Workplace mental health support worse for public sector than private sector workers

LLB Reporter

Source: Photoshot

Next government must make mental health a top priority

A major survey by the mental health charity Mind has revealed that workplace wellbeing support is worse in the public sector than in the private sector. The charity surveyed over 12,000 employees across the public and private sectors and found a higher prevalence of mental health problems in the public sector, as well as a lack of support available when people do speak up.

The UK public sector employs over 5.4m people, almost 3m of whom are employed by central government alone.

Mind’s survey found that public sector workers were over a third more likely to say their mental health was poor than their peers in the private sector (15 per cent versus 9 per cent), and far more likely to say they have felt anxious at work on several occasions over the last month (53 per cent compared to 43 per cent).

The impact on the sector is significant. Public sector survey respondents said that, on average, they had taken nearly three days off sick in the last year because of their mental health, compared to just under one day on average for workers in the private sector. Almost half (48 per cent) of public sector workers have had time off because of their mental health, compared with less than a third (32 per cent) of the private sector workforce.

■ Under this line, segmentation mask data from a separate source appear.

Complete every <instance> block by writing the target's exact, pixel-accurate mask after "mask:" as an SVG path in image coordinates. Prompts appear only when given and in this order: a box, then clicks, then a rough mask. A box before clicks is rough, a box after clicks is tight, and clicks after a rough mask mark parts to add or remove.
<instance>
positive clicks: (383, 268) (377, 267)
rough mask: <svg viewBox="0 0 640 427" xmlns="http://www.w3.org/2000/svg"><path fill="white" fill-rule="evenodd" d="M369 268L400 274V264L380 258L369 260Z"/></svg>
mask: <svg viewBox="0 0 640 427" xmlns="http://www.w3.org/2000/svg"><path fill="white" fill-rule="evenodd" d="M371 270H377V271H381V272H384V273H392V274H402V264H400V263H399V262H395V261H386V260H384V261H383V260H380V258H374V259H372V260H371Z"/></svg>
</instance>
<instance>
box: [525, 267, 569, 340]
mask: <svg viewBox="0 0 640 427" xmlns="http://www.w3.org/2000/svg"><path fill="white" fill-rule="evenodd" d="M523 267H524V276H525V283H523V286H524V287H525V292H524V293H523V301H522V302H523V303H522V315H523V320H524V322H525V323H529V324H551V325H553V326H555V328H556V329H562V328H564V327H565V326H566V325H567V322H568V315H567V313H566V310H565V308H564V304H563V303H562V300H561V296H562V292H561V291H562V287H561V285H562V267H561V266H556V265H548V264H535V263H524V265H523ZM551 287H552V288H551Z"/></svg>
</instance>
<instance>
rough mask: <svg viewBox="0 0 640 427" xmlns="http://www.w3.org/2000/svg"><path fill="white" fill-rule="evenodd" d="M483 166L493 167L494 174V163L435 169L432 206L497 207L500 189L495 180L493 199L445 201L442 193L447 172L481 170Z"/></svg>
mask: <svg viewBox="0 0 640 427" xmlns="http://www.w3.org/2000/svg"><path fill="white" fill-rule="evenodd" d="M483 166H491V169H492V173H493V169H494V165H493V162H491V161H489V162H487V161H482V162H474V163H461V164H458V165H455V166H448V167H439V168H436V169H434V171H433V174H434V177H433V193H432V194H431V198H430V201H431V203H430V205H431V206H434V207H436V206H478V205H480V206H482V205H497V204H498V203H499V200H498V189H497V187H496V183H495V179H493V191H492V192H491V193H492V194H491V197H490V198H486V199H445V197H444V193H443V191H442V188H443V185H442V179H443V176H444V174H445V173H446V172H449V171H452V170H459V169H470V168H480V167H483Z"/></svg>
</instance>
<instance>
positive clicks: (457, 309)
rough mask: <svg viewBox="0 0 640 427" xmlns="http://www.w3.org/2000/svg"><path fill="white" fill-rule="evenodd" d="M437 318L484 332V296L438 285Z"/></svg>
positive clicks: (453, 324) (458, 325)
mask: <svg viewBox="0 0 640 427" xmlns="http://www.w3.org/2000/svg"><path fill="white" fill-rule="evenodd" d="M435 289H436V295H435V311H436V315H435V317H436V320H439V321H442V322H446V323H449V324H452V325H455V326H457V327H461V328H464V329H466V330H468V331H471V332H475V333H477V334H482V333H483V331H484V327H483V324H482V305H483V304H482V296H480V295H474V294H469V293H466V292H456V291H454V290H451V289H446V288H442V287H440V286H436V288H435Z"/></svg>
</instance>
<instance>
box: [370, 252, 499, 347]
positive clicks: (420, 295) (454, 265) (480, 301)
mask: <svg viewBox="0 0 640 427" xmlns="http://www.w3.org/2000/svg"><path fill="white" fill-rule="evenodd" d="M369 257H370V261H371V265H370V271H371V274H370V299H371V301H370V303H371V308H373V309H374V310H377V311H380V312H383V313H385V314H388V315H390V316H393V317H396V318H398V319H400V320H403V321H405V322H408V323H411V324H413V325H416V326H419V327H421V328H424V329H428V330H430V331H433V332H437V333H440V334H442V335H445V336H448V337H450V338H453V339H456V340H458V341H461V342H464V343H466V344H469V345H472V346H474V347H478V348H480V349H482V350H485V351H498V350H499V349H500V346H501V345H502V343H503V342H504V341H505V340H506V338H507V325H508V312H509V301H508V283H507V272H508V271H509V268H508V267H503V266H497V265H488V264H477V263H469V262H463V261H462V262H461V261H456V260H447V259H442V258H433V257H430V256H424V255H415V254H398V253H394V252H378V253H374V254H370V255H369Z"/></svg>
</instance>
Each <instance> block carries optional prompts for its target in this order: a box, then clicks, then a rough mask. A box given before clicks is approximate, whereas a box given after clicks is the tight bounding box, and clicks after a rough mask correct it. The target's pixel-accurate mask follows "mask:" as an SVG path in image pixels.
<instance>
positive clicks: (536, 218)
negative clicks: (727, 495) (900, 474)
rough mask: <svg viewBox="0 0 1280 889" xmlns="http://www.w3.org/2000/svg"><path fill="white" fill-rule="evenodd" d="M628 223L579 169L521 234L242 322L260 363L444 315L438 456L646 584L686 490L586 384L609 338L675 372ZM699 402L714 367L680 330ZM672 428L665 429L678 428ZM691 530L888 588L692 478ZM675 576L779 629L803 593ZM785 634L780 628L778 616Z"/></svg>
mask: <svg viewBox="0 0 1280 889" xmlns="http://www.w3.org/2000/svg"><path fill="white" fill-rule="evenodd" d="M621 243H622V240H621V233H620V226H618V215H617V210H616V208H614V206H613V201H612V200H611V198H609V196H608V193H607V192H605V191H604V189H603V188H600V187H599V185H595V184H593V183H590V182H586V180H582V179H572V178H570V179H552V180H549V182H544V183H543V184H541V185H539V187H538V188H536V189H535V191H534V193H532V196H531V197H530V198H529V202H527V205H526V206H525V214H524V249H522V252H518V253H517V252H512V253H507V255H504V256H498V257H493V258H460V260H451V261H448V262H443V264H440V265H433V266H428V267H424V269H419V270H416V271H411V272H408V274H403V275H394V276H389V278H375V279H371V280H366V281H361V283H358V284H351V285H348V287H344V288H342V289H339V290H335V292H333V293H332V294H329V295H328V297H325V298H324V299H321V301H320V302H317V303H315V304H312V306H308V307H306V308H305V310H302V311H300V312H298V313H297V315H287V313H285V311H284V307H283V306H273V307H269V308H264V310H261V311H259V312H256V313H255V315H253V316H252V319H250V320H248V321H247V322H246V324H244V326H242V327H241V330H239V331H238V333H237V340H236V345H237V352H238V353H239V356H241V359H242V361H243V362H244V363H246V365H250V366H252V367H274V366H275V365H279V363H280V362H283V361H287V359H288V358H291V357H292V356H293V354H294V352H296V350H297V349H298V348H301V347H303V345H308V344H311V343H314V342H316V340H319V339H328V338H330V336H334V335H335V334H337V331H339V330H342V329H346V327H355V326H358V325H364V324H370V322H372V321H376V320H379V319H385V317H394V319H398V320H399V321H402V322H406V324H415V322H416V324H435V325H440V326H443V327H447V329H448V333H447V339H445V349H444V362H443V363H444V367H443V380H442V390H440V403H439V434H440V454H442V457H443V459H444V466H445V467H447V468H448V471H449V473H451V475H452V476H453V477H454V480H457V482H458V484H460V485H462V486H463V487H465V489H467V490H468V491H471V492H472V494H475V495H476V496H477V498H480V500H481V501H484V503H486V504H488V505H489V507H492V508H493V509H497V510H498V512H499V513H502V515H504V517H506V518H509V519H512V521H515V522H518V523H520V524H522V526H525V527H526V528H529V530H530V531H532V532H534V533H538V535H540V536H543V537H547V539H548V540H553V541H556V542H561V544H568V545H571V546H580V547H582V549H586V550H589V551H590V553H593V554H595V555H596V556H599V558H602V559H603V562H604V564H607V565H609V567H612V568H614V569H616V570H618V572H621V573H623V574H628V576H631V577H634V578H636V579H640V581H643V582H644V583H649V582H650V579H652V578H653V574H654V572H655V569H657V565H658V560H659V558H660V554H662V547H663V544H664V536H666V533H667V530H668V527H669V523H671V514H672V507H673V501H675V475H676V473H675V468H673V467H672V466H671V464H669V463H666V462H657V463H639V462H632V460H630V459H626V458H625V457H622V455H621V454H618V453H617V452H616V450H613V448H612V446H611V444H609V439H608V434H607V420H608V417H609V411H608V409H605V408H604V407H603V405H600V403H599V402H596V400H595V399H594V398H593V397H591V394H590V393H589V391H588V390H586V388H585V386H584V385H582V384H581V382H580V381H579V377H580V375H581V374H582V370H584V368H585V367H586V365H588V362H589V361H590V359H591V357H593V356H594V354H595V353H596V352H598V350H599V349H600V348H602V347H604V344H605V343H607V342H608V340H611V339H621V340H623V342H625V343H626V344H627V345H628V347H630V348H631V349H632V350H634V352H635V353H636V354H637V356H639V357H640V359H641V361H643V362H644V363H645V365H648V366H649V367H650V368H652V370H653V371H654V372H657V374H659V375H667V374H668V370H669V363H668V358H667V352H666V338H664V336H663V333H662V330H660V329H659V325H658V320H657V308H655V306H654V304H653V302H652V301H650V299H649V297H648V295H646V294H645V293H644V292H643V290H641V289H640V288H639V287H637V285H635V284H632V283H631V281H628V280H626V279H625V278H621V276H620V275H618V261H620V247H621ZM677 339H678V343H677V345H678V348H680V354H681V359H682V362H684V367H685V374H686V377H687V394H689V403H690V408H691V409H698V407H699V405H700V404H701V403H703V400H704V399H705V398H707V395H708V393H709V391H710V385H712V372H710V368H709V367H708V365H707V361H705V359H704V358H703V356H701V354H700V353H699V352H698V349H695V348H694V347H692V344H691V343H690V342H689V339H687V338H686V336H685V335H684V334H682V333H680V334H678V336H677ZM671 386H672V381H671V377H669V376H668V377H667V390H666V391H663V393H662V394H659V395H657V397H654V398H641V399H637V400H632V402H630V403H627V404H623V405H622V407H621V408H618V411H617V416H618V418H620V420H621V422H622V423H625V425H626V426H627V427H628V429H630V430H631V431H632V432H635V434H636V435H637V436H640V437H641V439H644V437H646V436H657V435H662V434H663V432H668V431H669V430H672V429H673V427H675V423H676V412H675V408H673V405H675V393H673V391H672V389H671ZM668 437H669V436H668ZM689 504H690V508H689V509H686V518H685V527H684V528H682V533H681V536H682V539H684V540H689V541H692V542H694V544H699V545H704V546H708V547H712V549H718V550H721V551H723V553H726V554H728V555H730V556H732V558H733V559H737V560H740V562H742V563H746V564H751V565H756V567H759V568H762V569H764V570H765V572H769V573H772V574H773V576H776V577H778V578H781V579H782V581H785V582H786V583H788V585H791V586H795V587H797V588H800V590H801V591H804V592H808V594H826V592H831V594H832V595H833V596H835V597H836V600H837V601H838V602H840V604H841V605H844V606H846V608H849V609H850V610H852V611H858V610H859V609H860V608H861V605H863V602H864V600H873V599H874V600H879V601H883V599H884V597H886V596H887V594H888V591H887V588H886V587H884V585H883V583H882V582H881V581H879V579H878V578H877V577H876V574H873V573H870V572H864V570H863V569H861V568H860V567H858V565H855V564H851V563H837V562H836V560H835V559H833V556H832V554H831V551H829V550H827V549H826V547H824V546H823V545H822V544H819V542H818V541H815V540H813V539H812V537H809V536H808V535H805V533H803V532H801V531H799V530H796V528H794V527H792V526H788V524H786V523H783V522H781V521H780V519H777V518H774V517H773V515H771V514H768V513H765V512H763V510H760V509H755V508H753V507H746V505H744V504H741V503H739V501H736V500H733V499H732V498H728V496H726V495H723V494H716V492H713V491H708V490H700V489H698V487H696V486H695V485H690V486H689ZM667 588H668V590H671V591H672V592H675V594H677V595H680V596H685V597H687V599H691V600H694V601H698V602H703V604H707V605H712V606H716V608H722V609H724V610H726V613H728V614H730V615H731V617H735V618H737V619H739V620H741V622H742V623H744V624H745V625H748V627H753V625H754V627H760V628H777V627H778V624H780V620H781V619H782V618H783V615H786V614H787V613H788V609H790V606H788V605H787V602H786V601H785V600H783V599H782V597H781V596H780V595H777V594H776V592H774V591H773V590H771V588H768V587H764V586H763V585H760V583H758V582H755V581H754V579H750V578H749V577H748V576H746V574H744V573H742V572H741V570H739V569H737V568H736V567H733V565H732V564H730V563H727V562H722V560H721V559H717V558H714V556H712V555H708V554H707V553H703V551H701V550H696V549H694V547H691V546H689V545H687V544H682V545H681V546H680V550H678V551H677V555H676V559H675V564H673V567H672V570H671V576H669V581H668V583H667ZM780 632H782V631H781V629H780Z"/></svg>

The survey indicates that the sector as a whole is more aware of the problem than the private sector. The results show that public sector workers are more likely to disclose that they have a mental health problem, are more likely to be up front about it if they do take time off because of their mental health and are more likely to report that the workplace culture makes it possible for people to speak openly about their mental health*. However, when they do open up, support isn’t always forthcoming. Less than half (49 per cent) of people said they felt supported when they disclosed mental health problems, compared with three in five (61 per cent) in the private sector.

Mind is calling on the next government to make mental health in the workplace a key priority.

To do this, they want to see the next government promote, recognise and share effective in-work solutions for employers, including wellbeing initiatives and Mind’s Workplace Wellbeing Index, support the continuation of the Independent Mental Health and Employers Review and commit to implementing the recommendations which will have a positive impact in supporting employers to be a full partner in driving this change. 

Paul Farmer, CEO of Mind, said: “Mental health is one of the biggest domestic issues facing the next government. More people than ever are speaking out about mental health and demanding change. As a nation our expectations for better mental health for all are higher than ever and the next government must rise to this challenge.”